以上、弊社の産科医療改革についての理念について述べさせていただきました。当社にはこの理念に賛同する優秀な産科医が続々と集まってきており、産科医療崩壊の危機を乗り切るために協力していただいております。上述いたしましたように、今日の産科医療存亡の危機は裏返せば ”生き残れば市場を独占できる” というビッグチャンスでもあります。数多くの経営者の方々から私たちの活動にご理解を賜り、共にこの危機を乗り越える為ご尽力いただけましたら幸いです。
産婦人科医師の紹介について
当社では、開設当初より産婦人科医の紹介事業に力を入れてまいりました。複数の常勤産婦人科医のご紹介からスポットの非常勤医のご紹介まで幅広く手掛けております。また、公的病院へのご紹介も可能です。(現在2つの公的病院にご紹介中です)。以下にその詳細について述べさせていただきます。
◇複数の常勤産婦人科医のご紹介
これは、弊社から紹介させていただく複数の医師が中心となり、貴院の産科を運営させていただく事を想定したケースです。

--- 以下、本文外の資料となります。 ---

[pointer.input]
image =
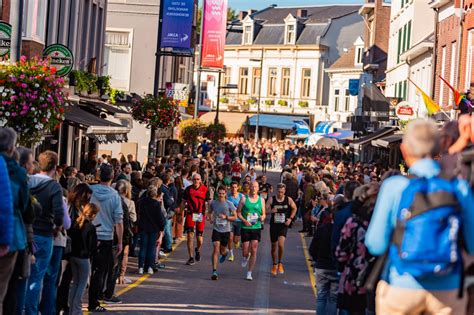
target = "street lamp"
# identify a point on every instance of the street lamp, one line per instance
(259, 93)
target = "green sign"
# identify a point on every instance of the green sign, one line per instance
(61, 57)
(5, 38)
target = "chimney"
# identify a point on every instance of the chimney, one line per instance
(242, 15)
(302, 13)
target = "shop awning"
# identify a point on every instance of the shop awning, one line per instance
(102, 130)
(357, 144)
(277, 121)
(386, 142)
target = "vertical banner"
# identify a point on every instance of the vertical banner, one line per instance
(177, 23)
(214, 32)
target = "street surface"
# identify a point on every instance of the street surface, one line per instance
(182, 289)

医局からすべての医師派遣が中止される場合などが相当いたします。ご紹介させていただく産婦人科医は分娩数などにより異なりますが、2〜4名(分娩数が少ない場合は常勤医1名、非常勤医数名の場合があります)となります。ご紹介料は医師の年収、分娩数などにより異なりますが、医師の年収の20%〜となります。
◇1名の常勤産婦人科医のご紹介
これは、弊社から紹介させていただく医師が、貴院の産科医の一員として勤務し、原則として貴院が産科を運営していただく事を想定したケースです。1名の医師が自己都合などで退職される場合などが相当いたします。ご紹介料は医師の年収、分娩数などにより異なり、上記の場合と同様、医師の年収の20%〜となります。
◇非常勤産婦人科医のご紹介
文字通り、弊社から非常勤産婦人科医をご紹介させていただきます。外来、病棟勤務、当直はもちろん、健康診断業務にもご紹介させていただいております。ご紹介した医師に支払っていただく標準報酬はの例は以下のとおりです。(標準報酬は、将来的に変動する事も考えられますのでご了承ください)
<標準報酬(例)>
外来勤務:半日4万〜5万円(患者数が多い場合は歩合制になります)
病棟勤務:半日3万5千円〜
当直勤務:平日夜間6万円〜(日祝日2単位、正月3単位)
健康診断:内科 半日4万円〜、1日8万円〜 、 外科、婦人科 半日6万円〜、1日9万円〜
※紹介料として医師の報酬総額の20%が必要となります。(消費税別)
※貴院の産婦人科医の急病時など、緊急時は上記料金の50%〜100%増となります。緊急時保証制度もありますので、詳細についてはお問い合わせください。
産婦人科医の皆様へ
弊社は2002年の創業以来、産婦人科医の待遇改善に取り組んでまいりましたが、近年、弊社の理念に賛同してくださる先生方が次々に参加してくださり、今春には30〜40歳代の働き盛りの男性医師を中心に総勢10名前後になる予定です。参加していただいている医療機関も少しずつ増え、現在契約させていただいております医療機関は市民病院2ヶ所、民間クリニック2ヶ所、健康診断施設3ヶ所となっております。今後、契約希望の施設も増えるものと思われ、男性医師のみならず、女性医師の方々の参加も必要としております。我々の改革にご賛同いただき、今日の産婦人科医療崩壊の危機を共に乗り越えられたらと思います。